Vu les conclusions du 4 novembre 2019 de la SA SMA en qualité d'assureur de M. [L], qui demande à la cour de :

- réformer intégralement le jugement entrepris ;

- juger que faute de déclaration du chantier des époux [R] par Monsieur [L] auprès de son assureur la SMA SA, cette dernière est bien fondée à opposer la réduction proportionnelle d'indemnité totale sur le sinistre des époux [R], par application de l'article L 113.9 3 ème alinéa du code des assurances,

Juger que cette réduction proportionnelle d'indemnité totale est opposable tant à l'assuré du contrat, Monsieur [P] [L], qu'à son bénéficiaire, tiers au contrat, les époux [R],

Par voie de conséquence,

Prononcer la mise hors de cause pure et simple de la SMA SA,

Sur les appels incidents, et si par extraordinaire la Cour ne faisait pas droit à l'appel principal et aux moyens de réformation de la SMA SA,

Rejeter toute demande de voir allouer une indemnité supérieure à celle retenue par les premiers juges, et rejeter intégralement les moyens développés par les époux [R] au soutien de leur appel incident,

Condamner tous succombants à lui payer la somme de 2 000 € au titre de l'article 700 du code de procédure civile, outre les entiers dépens de première instance et d'appel que la SELARL Gray Scolan, Avocats associés, sera autorisée à recouvrer, pour ceux la concernant, conformément aux dispositions de l'article 699 du code de procédure civile.

MOTIFS DE LA DECISION

Au préalable, la cour d'appel de Rouen dans sa composition de renvoi est saisie après cassation partielle, et dans leur premières conclusions en cause d'appel, Monsieur et Madame [R] avaient demandé, à la cour d'infirmer le jugement du 24 août 2017 en ce qu'il avait condamné la société Sagena et Monsieur [L] à leur payer la somme de 10 000 € au titre de leur préjudice de jouissance et en ce qu'il avait condamné la société Sagena à leur payer la somme de 8 997,50 € au titre de la perte de chance de voir perçue l'indemnité différée, de sorte qu'ils ne sont pas tenus de reprendre dans leur dernières conclusions, de demande d'infirmation ou d'annulation du jugement entrepris. Et surtout, l'appel de M. [L] a été interjeté le 3 octobre 2017, celui de la société SMA le 4 octobre 2017 et l'appel incident de Monsieur et Madame [R] le 6 février 2018. Il en résulte que les parties ne sont pas tenues de se conformer à l'obligation de mentionner dans leurs dernières conclusions, de demandes d'infirmation ou d'annulation du jugement, obligation affirmée pour la première fois par l'arrêt de la cour de cassation n°18-23 626 du 17 septembre 2020.

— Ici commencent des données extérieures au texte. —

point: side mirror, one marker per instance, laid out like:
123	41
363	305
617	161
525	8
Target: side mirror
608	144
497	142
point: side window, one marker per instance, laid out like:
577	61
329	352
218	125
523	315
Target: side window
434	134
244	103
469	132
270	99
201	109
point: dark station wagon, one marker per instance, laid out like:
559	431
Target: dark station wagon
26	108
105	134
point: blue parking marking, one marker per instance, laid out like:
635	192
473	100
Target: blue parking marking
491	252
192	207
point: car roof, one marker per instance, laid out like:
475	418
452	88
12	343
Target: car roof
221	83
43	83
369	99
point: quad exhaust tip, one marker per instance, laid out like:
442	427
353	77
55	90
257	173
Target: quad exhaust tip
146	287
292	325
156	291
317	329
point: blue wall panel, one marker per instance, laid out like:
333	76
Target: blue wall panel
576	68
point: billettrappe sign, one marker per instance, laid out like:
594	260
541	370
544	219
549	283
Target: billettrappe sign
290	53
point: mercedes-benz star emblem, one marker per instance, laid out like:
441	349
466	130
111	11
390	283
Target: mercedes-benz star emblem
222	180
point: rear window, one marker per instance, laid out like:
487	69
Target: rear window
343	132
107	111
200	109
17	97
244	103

Sur le préjudice de diminution du prix de vente :

M. et Mme [R] soutiennent que :

- il ressort du rapport d'expertise que M. [L] a engagé sa responsabilité en ne surveillant pas les travaux ;

- l'acte de vente de l'immeuble prévoit que le prix de 310 000 euros a été fixé en tenant compte de l'inachèvement de la construction et des désordres existants ainsi que du fait de l'existence d'une seconde maison d'habitation ;

- les travaux de reprise et de finition de 394 072,27 euros tels que fixés par l'expert judiciaire sont d'un montant supérieur au prix de reconstruction de l'immeuble de

367 450 euros ;

- M. et Mme [R] auraient dû être en mesure de vendre deux maisons au lieu d'une, laquelle aurait constitué leur chaumière principale et ont été privés, de façon certaine et sans aucun aléa caractérisant une quelconque perte de chance, de 367 450 euros ; ils auraient en outre pu vendre séparément les deux maisons ;

- les acquéreurs ont nécessairement pris en compte les frais de démolition de 14 113 euros et de 10 062 euros s'agissant de la maison qui est inhabitable et qui doivent être ajoutés au préjudice subi par M. et Mme [R] ;

- ils n'ont jamais eu l'intention de dissimuler la vente de leur immeuble et, au surplus, leur bonne ou mauvaise foi est indifférente quant à la détermination de leur préjudice ;

- la position de M. [L] consistant à ne retenir que le prix d'achat initial de la propriété en 2003 de 200 000 euros et le prix de vente en 2017 de 310 000 euros ne tient pas compte du marché immobilier ; par ailleurs, M. et Mme [R] n'ont réalisé aucune plus-value compte tenu du coût des travaux qu'ils ont réalisés lorsqu'ils étaient propriétaires ;

- le fait que les nouveaux acquéreurs se soient contentés de réaliser des travaux de faible importance n'a aucune incidence sur la perte sur le prix de vente.

M. [L] soutient que :

- alors que M. et Mme [R] demandaient le paiement de sommes destinées à permettre le financement de réparations pour faire cesser les désordres affectant l'immeuble, M. [L] a appris qu'ils avaient dissimulé à la cour dont l'arrêt a été cassé partiellement le fait qu'ils avaient vendu leur immeuble le 9 novembre 2017 et il a dû saisir le conseiller de la mise en état d'un incident de communication de pièces afin d'obtenir confirmation de l'existence de cette vente ; cette dissimulation démontre que M. et Mme [R] doutaient d'obtenir gain de cause en demandant la seule indemnisation de la prétendue perte de prix de vente ;

- M. et Mme [R] ont revendu leur ensemble immobilier de façon satisfaisante ;

- M. et Mme [R] ne pourraient solliciter, tout au plus, que l'indemnisation d'une perte de chance d'obtenir un meilleur prix lors de la revente.

Réponse de la cour :

Aux termes du contrat du 2 août 2008, la mission de maîtrise d''uvre comprenait :

- le dossier plans et permis de construire,

- la préparation des pièces des marchés,

- l'analyse des devis,

- le suivi et le pilotage des travaux,

- l'analyse de la facturation et la vérification avant règlement (visa 'Bon pour règlement' obligatoire sur les factures),

- le PV de réception,

- la remise du dossier auprès de la compagnie d'assurances pour le règlement différé.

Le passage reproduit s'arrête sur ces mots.